Он попытался придать своему лицу озабоченное выражение, но в действительности он был даже немного рад. Ему нравилось время от времени напоминать Августе и Эдварду, чем они ему обязаны и какую тайну они все разделяют.

– Это еще не все! – не унимался Эдвард. – Он хочет помешать выпуску облигаций железной дороги Санта-Марии.

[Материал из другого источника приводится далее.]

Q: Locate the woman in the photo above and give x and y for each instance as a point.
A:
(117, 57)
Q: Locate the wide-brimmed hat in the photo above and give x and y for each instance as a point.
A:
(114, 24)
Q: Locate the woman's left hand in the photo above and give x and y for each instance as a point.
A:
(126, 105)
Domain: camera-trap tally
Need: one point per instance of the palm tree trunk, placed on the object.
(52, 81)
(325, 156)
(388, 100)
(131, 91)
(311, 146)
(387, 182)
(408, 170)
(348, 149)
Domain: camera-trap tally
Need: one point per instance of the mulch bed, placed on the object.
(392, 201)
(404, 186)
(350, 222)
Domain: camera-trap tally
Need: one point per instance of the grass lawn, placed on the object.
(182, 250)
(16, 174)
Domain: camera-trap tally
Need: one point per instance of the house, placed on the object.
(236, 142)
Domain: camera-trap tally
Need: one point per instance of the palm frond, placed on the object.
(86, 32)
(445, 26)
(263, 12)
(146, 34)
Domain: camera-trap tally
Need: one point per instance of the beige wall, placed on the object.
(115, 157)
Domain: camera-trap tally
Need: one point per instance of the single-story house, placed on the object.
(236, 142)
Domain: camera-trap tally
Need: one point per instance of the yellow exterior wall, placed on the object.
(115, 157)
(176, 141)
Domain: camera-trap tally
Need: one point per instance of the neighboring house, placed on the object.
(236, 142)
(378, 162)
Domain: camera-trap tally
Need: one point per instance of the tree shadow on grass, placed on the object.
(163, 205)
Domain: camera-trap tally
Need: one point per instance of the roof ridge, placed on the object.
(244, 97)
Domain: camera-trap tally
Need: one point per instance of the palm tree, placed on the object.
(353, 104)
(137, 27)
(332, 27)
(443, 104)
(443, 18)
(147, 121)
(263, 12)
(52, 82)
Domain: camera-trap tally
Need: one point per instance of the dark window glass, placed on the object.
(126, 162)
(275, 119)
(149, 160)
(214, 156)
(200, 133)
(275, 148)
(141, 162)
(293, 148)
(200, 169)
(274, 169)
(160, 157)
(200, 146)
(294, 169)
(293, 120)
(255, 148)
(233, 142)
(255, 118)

Мики нахмурился. Родственники Тонио пытались ставить им палки в колеса в Кордове, но благодаря вмешательству президента Гарсии их удалось усмирить. Какого дьявола Тонио понадобилось в Лондоне?

Тот же вопрос пришел в голову и Августе.

– Что ему здесь нужно? Разве он может на что-то повлиять?

Эдвард протянул матери стопку бумаг.

– Прочитай вот это.

– Что это? – спросил Мики.

– Статья о ваших шахтах, которую Тонио собирается опубликовать в «Таймс».

Августа быстро пролистала страницы.

– Он пишет, что условия работы на шахтах крайне суровы, – с презрением сказала она. – Как будто кто-то надеялся, что это будет похоже на светское чаепитие.

– Он также утверждает, что за непослушание там избивают женщин хлыстами и стреляют в детей.

– И какое это имеет отношение к облигациям?

– Железная дорога нужна, чтобы доставлять в столицу нитраты с шахт. Инвесторам не понравится, что они участвуют в таком сомнительном предприятии. Многие из них и без того настроены против финансирования южноамериканских компаний. Такие новости могут их отпугнуть совсем.

«Вот уж действительно плохие новости», – подумал Мики.

– Что сказал на это твой отец? – спросил он Эдварда.

– Он хочет привлечь к совместному выпуску облигаций другой банк, но мы также ждем, как на эту публикацию отреагирует рынок. Если южноамериканские акции упадут в цене, то нам придется оставить эту затею.

Черт бы подрал этого Тонио! Да, в хитрости ему не откажешь, а вот Папа Миранда – полный болван. Ожидает, когда цивилизованный мир даст ему денег на шахты, которые превратил в лагеря для рабов. Но что теперь делать? Мики нахмурился, лихорадочно перебирая все варианты. Тонио нужно заткнуть рот, но его невозможно переубедить и нельзя подкупить. По спине Мики пробежал холодок, когда он понял, что придется прибегнуть к более решительным и рискованным методам.

– Можно мне почитать? – спросил он, стараясь сохранять спокойный вид.

Августа передала ему бумаги. Ему сразу же бросился в глаза адрес отеля, напечатанный в верхней части листов.

– Ну что ж, не вижу здесь особой проблемы, – сказал он как можно более беззаботным тоном.

– Но ты даже не прочитал статью! – запротестовал Эдвард.

– И не нужно. Я запомнил адрес.

– И что теперь?

– Теперь, мы знаем, где его искать. Остальное предоставьте мне.